Pedro Nuno Santos admitiu mesmo não ter visto «com maus olhos» o interesse da alemã Lufthansa na TAP, antes da pandemia, admitindo recuperar a receita. «Temos consciência que é difícil as companhias aéreas sobreviverem sozinhas. Uma parceria no futuro, para se tornar viável a longo prazo, é uma hipótese», afirmou.
Contactada pelo SOL, e questionada sobre o que esperar do plano de reestruturação, a TAP escusou-se, para já, a responder. A companhia aérea diz que, neste momento, «não tem nada a dizer».
Sindicato: Estado deve gerir
A TAP possui, atualmente, 105 aviões e 10 mil trabalhadores. O crescimento acelerado da empresa, nos últimos anos, principalmente desde 2016, ultrapassou o próprio plano de negócios aprovado pelos acionistas – incluindo o Estado –, o que, em contexto de crise, acentuou as dificuldades. Feitas as contas, a TAP adquiriu mais 17 aviões do que estava previsto. Neste momento, dos 86 Airbus que possui, cinco já não vão regressar aos céus, por estarem em processo de abate, apurou o SOL.
Os próximos meses, e a evolução do mercado, definirão os números da redução de rotas, frota e pessoal. Embora seja necessário ‘emagrecer’, Pedro Nuno Santos adiantou que «o Governo não quer uma TAP pequena, mas com a dimensão necessária para fazer face às necessidades da economia».
Ao SOL, José Sousa, do Sindicato dos Trabalhadores e Aviação (SITAVA), desdramatiza a situação, considerando que a TAP «deve manter a dimensão atual, avalizada anteriormente pelo Governo, pois, de outra forma, não será possível alimentar o setor do turismo, como tem vindo a acontecer». O sindicalista acredita «que não haverá despedimentos», a não ser «os motivados pela diminuição da procura, devido à pandemia, e pelo caráter sazonal do setor», como, aliás, acontece todos os anos. «Na aviação, os contratos a termo sempre existiram.
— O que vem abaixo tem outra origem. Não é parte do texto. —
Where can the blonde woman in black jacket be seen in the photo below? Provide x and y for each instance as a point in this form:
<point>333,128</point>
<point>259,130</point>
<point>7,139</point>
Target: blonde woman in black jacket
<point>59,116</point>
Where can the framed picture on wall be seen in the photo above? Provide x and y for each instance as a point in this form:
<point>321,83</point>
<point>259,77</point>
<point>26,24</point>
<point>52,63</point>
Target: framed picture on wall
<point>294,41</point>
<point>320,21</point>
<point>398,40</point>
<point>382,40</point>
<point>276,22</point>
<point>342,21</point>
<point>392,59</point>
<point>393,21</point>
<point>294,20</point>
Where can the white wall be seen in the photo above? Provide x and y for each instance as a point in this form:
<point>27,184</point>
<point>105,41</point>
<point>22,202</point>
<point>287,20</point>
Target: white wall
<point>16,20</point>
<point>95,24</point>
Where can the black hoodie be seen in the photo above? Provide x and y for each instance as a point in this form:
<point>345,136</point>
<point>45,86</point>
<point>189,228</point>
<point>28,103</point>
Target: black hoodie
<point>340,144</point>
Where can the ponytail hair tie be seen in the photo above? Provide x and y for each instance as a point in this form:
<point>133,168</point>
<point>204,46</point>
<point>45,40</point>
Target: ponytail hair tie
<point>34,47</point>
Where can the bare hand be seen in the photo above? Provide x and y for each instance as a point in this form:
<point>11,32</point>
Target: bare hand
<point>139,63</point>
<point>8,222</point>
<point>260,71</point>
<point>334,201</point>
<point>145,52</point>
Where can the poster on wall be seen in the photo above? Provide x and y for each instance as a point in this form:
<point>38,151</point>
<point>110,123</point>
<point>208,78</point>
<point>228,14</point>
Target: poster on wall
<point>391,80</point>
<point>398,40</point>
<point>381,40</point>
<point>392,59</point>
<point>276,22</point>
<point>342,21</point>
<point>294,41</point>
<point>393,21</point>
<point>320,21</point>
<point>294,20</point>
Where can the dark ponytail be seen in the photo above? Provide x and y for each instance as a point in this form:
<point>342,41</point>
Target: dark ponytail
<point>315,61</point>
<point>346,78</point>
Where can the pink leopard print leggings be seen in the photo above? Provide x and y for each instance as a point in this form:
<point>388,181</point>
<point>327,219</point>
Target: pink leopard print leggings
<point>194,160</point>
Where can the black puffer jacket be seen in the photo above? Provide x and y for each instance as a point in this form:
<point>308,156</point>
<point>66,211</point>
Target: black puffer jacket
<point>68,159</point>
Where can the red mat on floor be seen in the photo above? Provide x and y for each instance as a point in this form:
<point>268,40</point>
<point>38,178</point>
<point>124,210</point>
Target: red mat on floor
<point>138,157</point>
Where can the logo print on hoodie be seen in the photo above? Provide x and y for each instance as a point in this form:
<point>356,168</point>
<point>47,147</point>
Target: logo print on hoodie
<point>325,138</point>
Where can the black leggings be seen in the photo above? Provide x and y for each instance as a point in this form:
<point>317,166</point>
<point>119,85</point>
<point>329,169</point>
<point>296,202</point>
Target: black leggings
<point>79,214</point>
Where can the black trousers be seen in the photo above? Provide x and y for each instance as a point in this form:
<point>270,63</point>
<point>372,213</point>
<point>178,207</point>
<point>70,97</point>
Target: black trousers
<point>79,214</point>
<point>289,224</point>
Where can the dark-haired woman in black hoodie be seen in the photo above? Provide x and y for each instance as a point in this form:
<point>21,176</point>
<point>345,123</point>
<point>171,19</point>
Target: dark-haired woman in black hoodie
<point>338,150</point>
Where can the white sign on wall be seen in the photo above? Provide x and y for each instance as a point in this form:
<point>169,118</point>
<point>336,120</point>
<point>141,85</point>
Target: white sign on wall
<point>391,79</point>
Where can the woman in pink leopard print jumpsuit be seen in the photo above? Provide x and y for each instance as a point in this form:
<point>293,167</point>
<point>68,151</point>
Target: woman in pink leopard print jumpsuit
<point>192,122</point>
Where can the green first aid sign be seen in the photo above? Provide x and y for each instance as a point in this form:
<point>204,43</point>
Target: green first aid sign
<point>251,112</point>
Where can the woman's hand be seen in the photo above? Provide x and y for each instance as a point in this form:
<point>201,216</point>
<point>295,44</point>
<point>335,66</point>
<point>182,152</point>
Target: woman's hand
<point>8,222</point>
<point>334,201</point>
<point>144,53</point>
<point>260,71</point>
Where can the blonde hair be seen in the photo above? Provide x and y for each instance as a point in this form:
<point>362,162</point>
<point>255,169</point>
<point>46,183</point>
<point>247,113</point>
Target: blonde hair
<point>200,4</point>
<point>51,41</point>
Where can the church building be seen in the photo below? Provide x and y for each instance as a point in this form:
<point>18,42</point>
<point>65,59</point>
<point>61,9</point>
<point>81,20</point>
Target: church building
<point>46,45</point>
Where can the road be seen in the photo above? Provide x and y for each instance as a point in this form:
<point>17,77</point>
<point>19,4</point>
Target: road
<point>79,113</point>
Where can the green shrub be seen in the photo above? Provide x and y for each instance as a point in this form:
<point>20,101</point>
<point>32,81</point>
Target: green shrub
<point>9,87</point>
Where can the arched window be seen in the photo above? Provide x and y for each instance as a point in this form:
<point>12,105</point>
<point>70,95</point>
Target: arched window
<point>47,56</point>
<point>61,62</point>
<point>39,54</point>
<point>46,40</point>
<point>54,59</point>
Nesta fase, deverão ser estes os mais afetados», sublinha.
Quanto ao futuro da TAP, o responsável pelo SITAVA entende que a companhia aérea é não só fundamental para a economia portuguesa, mas também «um órgão de soberania». Por isso, defende «que a TAP deve ter controlo público na sua gestão». «Para o SITAVA não faz nenhum sentido o maior acionista da TAP não integrar a comissão executiva da empresa», diz José Sousa, acrescentando que esse aspeto «explica muito da instabilidade que a empresa atravessou nos últimos anos». «Esperamos que essa situação seja agora revista», conclui.